Speech-to-text, streaming transcription, Voice Agent API, and LLM Gateway for voice workflows
AssemblyAI documents Voice AI APIs at assemblyai.com/docs where developers transcribe and analyze audio via REST at `https://api.assemblyai.com` and real-time WebSockets at `wss://streaming.assemblyai.com` (EU pre-recorded host `api.eu.assemblyai.com` per cloud residency docs). Pre-recorded transcription requires an explicit `speech_models` array on every `POST /v2/transcript` request—docs recommend `universal-3-pro` with `universal-2` fallback for 99-language coverage. The platform also publishes a Voice Agent API for speech-to-speech agents, Speech Understanding features (diarization, sentiment, summarization), Guardrails, and an LLM Gateway to run frontier models on transcripts.
Use cases
- Batch transcribe podcasts or calls with Universal-3 Pro and store transcript IDs
- Build live captions or agent-assist with streaming STT
- Run voice agents that need both STT and downstream LLM summarization
- Redact PII or moderate content with Guardrails on transcript pipelines
- Serve EU customers via `api.eu.assemblyai.com` residency endpoint
Key features
- Pre-recorded STT via `POST /v2/transcript` with required `speech_models` parameter
- Streaming STT WebSocket at `wss://streaming.assemblyai.com` with API-key auth
- Voice Agent API for speech-to-speech agents over a single WebSocket
- Speech Understanding suite (diarization, sentiment, topics, auto chapters)

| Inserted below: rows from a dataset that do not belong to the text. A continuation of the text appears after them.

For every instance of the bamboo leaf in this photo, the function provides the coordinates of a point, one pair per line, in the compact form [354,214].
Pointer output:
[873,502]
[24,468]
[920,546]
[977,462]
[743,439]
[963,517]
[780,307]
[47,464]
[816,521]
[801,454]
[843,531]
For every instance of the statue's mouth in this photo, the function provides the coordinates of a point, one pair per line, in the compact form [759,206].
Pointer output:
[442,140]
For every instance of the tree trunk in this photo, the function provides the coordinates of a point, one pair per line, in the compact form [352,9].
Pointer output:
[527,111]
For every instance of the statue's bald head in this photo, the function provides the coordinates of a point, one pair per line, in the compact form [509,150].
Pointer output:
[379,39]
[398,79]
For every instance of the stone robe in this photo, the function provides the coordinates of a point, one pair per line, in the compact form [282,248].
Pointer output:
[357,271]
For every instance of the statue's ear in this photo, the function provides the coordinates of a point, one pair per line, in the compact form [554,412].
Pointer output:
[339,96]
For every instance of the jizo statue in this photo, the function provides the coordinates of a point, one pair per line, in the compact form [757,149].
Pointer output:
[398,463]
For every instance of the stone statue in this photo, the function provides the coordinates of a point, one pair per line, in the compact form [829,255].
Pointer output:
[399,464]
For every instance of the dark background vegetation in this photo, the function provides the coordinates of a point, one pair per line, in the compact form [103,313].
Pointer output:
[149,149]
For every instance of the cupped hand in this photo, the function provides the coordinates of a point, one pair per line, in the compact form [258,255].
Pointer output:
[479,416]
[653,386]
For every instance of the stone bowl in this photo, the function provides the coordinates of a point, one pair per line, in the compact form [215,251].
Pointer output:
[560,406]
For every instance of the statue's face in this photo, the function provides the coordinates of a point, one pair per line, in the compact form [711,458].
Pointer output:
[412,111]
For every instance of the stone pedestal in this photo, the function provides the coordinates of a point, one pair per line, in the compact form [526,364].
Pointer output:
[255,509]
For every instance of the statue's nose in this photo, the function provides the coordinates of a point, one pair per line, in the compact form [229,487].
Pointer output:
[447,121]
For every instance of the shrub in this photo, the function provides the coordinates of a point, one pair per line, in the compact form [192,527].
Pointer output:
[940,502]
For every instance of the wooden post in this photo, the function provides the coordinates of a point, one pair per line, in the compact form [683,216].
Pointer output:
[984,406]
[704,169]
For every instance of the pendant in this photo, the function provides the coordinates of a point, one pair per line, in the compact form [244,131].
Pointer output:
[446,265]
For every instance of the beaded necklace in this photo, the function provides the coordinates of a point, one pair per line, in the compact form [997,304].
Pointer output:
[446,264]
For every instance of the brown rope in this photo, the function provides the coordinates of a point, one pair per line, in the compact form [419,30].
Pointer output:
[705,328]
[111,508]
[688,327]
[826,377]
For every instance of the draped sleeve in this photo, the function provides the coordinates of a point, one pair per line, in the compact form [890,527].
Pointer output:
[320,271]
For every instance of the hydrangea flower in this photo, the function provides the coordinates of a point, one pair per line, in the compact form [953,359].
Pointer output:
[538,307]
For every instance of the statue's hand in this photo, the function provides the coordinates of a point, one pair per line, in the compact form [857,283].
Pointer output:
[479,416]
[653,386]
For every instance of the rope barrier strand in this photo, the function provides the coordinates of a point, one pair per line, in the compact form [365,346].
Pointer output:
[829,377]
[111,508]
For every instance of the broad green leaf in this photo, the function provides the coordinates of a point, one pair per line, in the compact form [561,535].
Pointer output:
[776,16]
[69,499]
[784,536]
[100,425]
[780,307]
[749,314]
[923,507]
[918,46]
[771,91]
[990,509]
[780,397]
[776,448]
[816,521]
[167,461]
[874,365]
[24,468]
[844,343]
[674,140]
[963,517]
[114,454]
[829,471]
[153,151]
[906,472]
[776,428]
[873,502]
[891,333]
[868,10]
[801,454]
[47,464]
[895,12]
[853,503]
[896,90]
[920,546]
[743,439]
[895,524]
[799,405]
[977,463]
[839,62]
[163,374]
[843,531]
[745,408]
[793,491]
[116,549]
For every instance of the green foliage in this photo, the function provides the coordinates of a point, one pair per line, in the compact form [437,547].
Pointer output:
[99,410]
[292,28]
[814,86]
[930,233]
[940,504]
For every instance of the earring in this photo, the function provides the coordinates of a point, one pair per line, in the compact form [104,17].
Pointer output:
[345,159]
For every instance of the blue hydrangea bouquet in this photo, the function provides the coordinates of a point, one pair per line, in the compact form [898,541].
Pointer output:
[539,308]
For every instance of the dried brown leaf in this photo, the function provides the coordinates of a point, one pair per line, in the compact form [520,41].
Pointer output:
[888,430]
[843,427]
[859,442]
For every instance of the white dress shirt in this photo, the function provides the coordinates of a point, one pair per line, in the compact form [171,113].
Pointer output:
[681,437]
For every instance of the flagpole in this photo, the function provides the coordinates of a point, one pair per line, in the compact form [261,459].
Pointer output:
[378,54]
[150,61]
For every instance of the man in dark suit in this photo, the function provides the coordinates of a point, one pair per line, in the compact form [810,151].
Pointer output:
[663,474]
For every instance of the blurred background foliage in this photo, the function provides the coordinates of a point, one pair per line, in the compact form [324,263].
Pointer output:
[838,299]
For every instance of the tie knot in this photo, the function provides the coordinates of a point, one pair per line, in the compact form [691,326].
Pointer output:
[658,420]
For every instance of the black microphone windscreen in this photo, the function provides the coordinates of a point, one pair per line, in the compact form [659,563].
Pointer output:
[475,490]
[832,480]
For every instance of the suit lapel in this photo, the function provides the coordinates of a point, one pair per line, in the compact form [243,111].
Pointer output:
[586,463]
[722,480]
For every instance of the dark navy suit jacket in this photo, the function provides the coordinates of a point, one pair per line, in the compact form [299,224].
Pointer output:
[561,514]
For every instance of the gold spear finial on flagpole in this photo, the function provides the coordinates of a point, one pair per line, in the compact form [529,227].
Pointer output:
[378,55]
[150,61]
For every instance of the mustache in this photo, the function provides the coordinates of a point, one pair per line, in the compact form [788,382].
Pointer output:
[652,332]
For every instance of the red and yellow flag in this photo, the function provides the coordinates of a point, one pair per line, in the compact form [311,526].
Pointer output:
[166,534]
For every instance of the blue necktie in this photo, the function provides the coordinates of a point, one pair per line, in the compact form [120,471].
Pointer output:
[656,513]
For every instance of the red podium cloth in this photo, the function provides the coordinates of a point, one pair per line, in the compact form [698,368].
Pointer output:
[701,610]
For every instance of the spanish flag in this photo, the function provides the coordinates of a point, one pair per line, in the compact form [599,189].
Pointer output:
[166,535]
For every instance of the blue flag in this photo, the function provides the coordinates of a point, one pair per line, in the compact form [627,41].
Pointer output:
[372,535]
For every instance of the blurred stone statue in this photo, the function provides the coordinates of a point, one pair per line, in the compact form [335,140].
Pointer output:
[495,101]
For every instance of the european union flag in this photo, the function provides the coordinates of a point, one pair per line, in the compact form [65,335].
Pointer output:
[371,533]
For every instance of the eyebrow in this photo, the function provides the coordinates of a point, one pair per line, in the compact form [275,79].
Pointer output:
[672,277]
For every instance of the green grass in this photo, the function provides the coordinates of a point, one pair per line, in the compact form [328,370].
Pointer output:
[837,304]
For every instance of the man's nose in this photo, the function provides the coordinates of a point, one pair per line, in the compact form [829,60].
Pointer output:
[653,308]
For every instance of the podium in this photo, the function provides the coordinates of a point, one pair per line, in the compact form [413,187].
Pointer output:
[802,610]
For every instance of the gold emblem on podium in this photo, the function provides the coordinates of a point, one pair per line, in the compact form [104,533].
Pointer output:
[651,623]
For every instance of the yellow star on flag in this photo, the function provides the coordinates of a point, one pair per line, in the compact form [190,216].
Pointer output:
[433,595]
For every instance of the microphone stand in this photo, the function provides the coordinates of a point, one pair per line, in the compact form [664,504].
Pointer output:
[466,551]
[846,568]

- LLM Gateway to apply Anthropic, OpenAI, Google, and other models to transcripts
Who Is It For?
- Developers shipping voice-enabled SaaS products
- Teams needing both async and real-time transcription in one vendor
- ML engineers applying LLMs to spoken-data workflows
Frequently Asked Questions
- Is there a default speech model?
- No—AssemblyAI docs state every pre-recorded request must include `speech_models`; omitting it fails the request.
- How do I authenticate API calls?
- Pass your API key in the `Authorization` header for REST and LLM Gateway; streaming accepts the key as a query parameter or in the initial WebSocket message per docs.
- What is the recommended model stack?
- Docs recommend `universal-3-pro` for accuracy and suggest `['universal-3-pro','universal-2']` when you need automatic fallback for unsupported languages.
Related
Related
3 Indexed items
Deepgram
Deepgram documents speech-to-text at developers.deepgram.com with WebSocket streaming on `/v1/listen` for general real-time transcription (Nova-3 model, diarization, and search features per API reference) and `/v2/listen` for conversational Flux models with integrated end-of-turn detection (StartOfTurn, EndOfTurn, EagerEndOfTurn events). Official SDKs expose `deepgram.listen.v1.connect` and `deepgram.listen.v2.connect` for binary audio streams. Docs contrast Flux—optimized for voice agents with lower turn-detection latency—against Nova-3 for meetings, IVR, and agent-assist workloads, and describe latency measurement guides targeting sub-300 ms streaming for Nova-3. Self-hosted deployments can run Flux on dedicated Engine nodes with `/v2/listen` enabled per self-hosted configuration guides.
Fireworks AI
Fireworks AI documents a REST platform at docs.fireworks.ai where developers call language, image, and embedding models with Bearer API keys from the dashboard or `firectl api-key create`. Models use globally unique IDs such as `accounts/<account>/models/<model-id>` and can be served via serverless inference for popular open weights (for example Llama 3.1 70B listed on fireworks.ai/models) or private dedicated GPU deployments for custom base models and LoRA addons. Official docs distinguish serverless per-token billing with best-effort uptime from dedicated deployments billed per GPU-second with private capacity, and state that prompts and generated outputs are not logged except for documented exceptions such as the FireFunction model or opt-in advanced features.
Baseten
Baseten documents a training and inference platform at docs.baseten.co where teams deploy models via the open-source Truss framework or call hosted Model APIs without standing up infrastructure. Config-only Truss deployments point at Hugging Face checkpoints, select GPU resources, and engines such as TensorRT-LLM; `truss push` builds optimized containers and exposes OpenAI-compatible sync endpoints like `https://model-{model_id}.api.baseten.co/environments/production/sync/v1`. Custom architectures use a Truss `Model` class with `load` and `predict` in `model.py`. Model APIs provide immediate OpenAI-SDK-style access to catalog models (DeepSeek, Qwen, GLM, and others listed in docs) using `BASETEN_API_KEY`.